Med or documentation error?

Nurses General Nursing

Published

Last week, I was working with a nurse I had never worked with before. 8 hours into my shift (2pm)I get a call that my son fell off his skateboard, so of course I wanted to come home asap. Now, I have never once in the 2 years I have worked at my hospital had an emergency that resulted in me going home early. This is not a regular occurrence.

Now, where I messed up is here. I like to initial my mars early, so I don't forget to later. If it happens I did not give a med or whatever, I circle it and write in why on the back. I will only do this to patients I know won't be discharged and are stable.

When I left the other RN's divided my patients. I'd had a discharge, so only had 4 pts. Of those only 1 patient that needed a peg tube flush at 5pm. All my meds had been given, this was the only thing left on my mar unfinished, yet initialed by me. The RN I didn't know well was assigned this pt. I gave her report and told her this was all that was left for to do. However, in my worry about my son and hurry to finish my charting, I forgot to cross out my initials on that one last peg tube flush. The other RN's were understanding, we work together and make a great team. It was just this 1 RN I didn't know who was very bitter about me leaving, kept mumbling about being stuck with this pt.

I had been gone for about 1 1/2hrs. when my supervisor calls telling me that I had initialed the peg tube flush as if I had completed it, that this other RN had come to her unaware if it had been done or not. I told my supervisor I hadn't given the 5pm peg tube flush (it's 3:30 when she called) and I was certain I had given this info in report.
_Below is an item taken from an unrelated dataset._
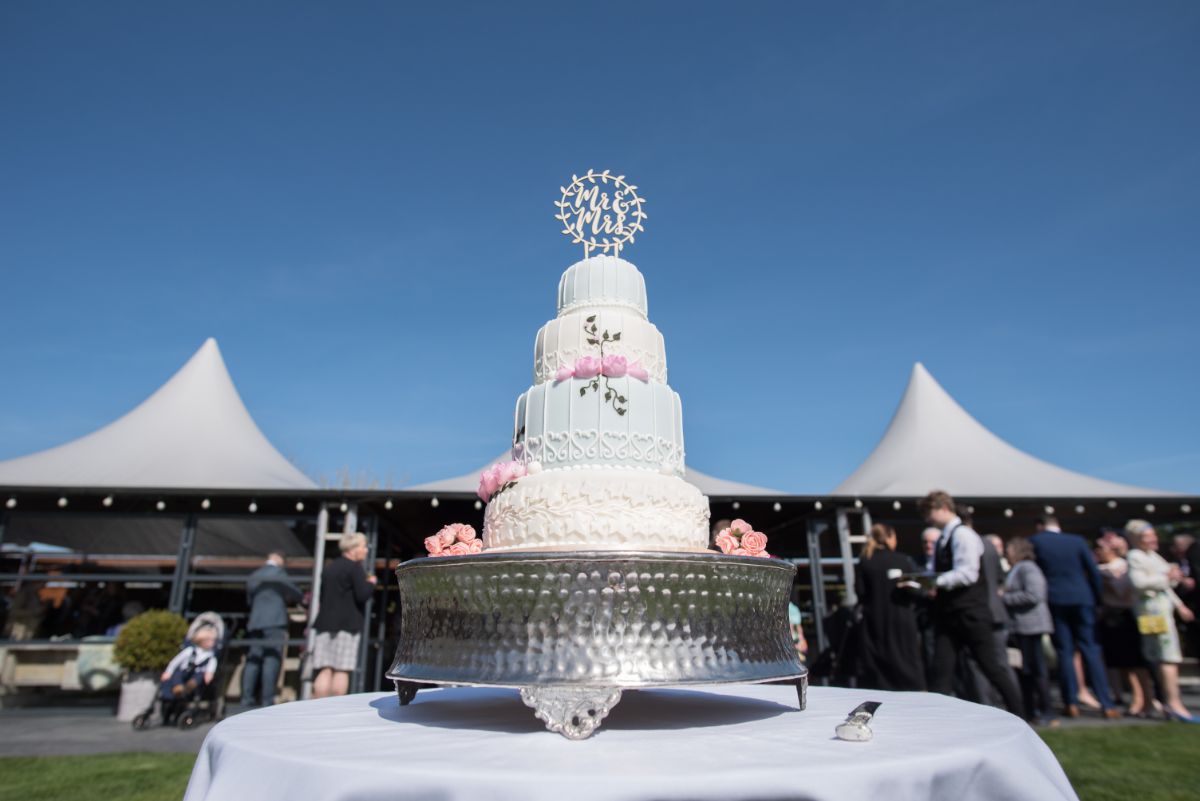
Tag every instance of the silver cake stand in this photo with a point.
(571, 630)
I apologized and told her it wouldn't happen again. She didn't sound upset and told me she'd let the other nurse know that it hadn't been done yet.

I know I'm not innocent here, but I am really annoyed. She did get this info in report and still lied about it, jumped chain of command and went straight to our supervisor, instead off the charge nurse. I haven't been back to work yet, I go tomorrow. I was wondering if this is considered a med error or a documentation error?

Hi,

This could be considered both in some places. Just learn from your mistakes and NEVER sign the Mar ahead of time that is a big Stateboard and Joint Commission no-no. Sounds like this nurse was on a witch hunt and she found something and ran with it. Give her no ammunition next time. Why can't we help a fellow sister or brother when they are down? Besides we are in the best profession around.

Specializes in PACU, ED.

Hopefully nothing will come from this and you also gained some valuable information about your coworker. I learned a similar lesson a while ago. I was doing lunch breaks. In my PACU, a nurse will take report and watch another nurse's patients so she can have lunch. I had admitted a pt from surgery and completed the initial assessment along with telling the hus to order a bed. The nurse came back from lunch, I gave her report and headed to my next lunch relief. 45 minutes later the hus yelled out my name and came to where I was relieving another nurse for lunch. She asked why I'd cancelled the bed for that first patient. I said I hadn't cancelled any bed. She said bedboard had called asking why the bed order had just been cancelled by me. We went back to where the first nurse was charting on the patient and asked if she'd cancelled the order. She said she hadn't cancelled anything. Then I pointed out my name at the top of the computer screen, I'd forgotten to log off when I left. I took the mouse, closed the chart and asked the hus to reorder the bed. I also made a mental note to always close my chart when giving report to the next nurse.